TUI has confirmed it will reintroduce holidays to Sharm el Sheikh after the Foreign Office announced this morning that it has lifted its flight ban.
The Foreign Office said that the UK government has worked with Egyptian authorities to increase security in the four years since a Russian holiday jet was bombed.
It added: “There remains a heightened risk of terrorism against aviation in Egypt. Additional security measures are in place for flights departing from Egypt to the UK.
“You should co-operate fully with security officials at airports.”
The ban on UK flights to and from Sharm airport was imposed immediately after St Petersburg-bound flight was blown out of the sky shortly after taking off from the airport.
Despite the flight ban, Egypt has remained a popular destination for British holidaymakers and operators have been adding capacity to other Red Sea resorts, including Hurghada and Marsa Alam.
As soon as the Foreign Office announced it was lifting the ban on flights today, TUI said: “Sharm el Sheikh was always a popular holiday destination with our customers and we welcome the change in travel advice by the UK government.
“We will reintroduce Sharm el Sheikh, taking into account customer demand, and will now work closely with our hotel and airport partners so we can confirm more details in due course.”
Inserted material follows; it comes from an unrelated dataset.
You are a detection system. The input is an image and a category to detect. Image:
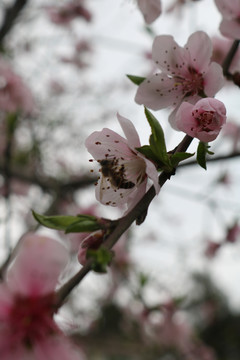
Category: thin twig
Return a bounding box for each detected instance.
[56,135,193,307]
[0,0,28,43]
The Egyptian minister of tourism Dr Rania Al-Mashat said new security measures include CCTV, airport security and GPSs on tour buses, all of which will be continually reviewed and enhanced.
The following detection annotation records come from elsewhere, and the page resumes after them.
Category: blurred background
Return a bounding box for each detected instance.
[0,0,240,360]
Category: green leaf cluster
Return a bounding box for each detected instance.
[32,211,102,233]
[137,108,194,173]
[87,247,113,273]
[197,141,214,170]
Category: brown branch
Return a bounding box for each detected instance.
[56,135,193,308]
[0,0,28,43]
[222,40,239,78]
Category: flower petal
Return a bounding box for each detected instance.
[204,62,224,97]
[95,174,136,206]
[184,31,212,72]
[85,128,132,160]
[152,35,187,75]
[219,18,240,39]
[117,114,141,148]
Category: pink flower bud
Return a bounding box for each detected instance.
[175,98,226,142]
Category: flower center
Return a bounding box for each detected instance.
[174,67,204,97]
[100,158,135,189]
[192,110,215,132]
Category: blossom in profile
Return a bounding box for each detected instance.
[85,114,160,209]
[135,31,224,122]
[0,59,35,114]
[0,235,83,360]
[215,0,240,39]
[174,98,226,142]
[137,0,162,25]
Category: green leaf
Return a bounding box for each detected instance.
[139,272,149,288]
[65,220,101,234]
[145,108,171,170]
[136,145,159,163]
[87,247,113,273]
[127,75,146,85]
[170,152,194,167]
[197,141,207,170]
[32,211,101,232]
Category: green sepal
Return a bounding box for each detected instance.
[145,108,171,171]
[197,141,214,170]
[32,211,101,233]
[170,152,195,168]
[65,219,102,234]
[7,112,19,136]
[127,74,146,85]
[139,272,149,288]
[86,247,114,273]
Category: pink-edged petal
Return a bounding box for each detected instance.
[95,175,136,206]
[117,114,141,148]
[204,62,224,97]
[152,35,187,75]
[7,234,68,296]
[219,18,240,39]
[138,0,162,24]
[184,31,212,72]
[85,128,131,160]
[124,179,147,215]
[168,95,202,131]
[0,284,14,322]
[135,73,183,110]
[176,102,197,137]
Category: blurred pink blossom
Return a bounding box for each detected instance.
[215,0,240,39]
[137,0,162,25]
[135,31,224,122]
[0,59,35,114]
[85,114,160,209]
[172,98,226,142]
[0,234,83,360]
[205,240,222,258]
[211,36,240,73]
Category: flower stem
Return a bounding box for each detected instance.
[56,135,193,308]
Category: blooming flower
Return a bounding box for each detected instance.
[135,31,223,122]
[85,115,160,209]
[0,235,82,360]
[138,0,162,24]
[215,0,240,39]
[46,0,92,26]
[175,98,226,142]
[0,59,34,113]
“We welcome the return of British tourists to Sharm el Sheikh. This announcement is a renewal of the ongoing co-operation between both nations.
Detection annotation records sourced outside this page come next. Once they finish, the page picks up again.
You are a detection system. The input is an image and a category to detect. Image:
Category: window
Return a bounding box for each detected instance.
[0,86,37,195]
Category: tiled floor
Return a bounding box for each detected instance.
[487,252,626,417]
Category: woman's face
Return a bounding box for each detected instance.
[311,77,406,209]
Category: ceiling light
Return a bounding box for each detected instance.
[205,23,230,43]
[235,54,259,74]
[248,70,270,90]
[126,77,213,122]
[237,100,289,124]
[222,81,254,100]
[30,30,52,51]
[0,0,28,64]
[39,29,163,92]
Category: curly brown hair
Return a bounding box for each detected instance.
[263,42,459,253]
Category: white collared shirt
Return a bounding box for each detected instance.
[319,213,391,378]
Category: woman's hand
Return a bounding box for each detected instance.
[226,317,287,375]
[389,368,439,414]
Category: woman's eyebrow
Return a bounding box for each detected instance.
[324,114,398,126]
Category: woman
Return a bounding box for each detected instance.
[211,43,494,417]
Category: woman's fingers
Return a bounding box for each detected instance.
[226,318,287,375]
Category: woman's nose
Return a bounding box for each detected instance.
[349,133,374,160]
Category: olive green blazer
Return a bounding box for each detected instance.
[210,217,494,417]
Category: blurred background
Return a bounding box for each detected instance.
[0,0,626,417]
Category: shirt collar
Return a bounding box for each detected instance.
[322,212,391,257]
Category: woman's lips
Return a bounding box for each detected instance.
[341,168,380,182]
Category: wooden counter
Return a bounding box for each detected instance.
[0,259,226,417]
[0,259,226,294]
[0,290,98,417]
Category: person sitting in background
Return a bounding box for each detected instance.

“This step is testament to the continuous efforts exerted by the Egyptian government to ensure the safety and security of every visitor in all of Egypt’s destinations, and in South Sinai in particular.”
What the Mole says:
Tour operators and airlines, including easyJet, will be keen to relaunch flights to Sharm as soon as possible to satisfy demand. The flight ban imposed in October 2015 left them struggling to find alternative winter sun destinations and has led to a price increases in other popular haunts, such as the Canaries.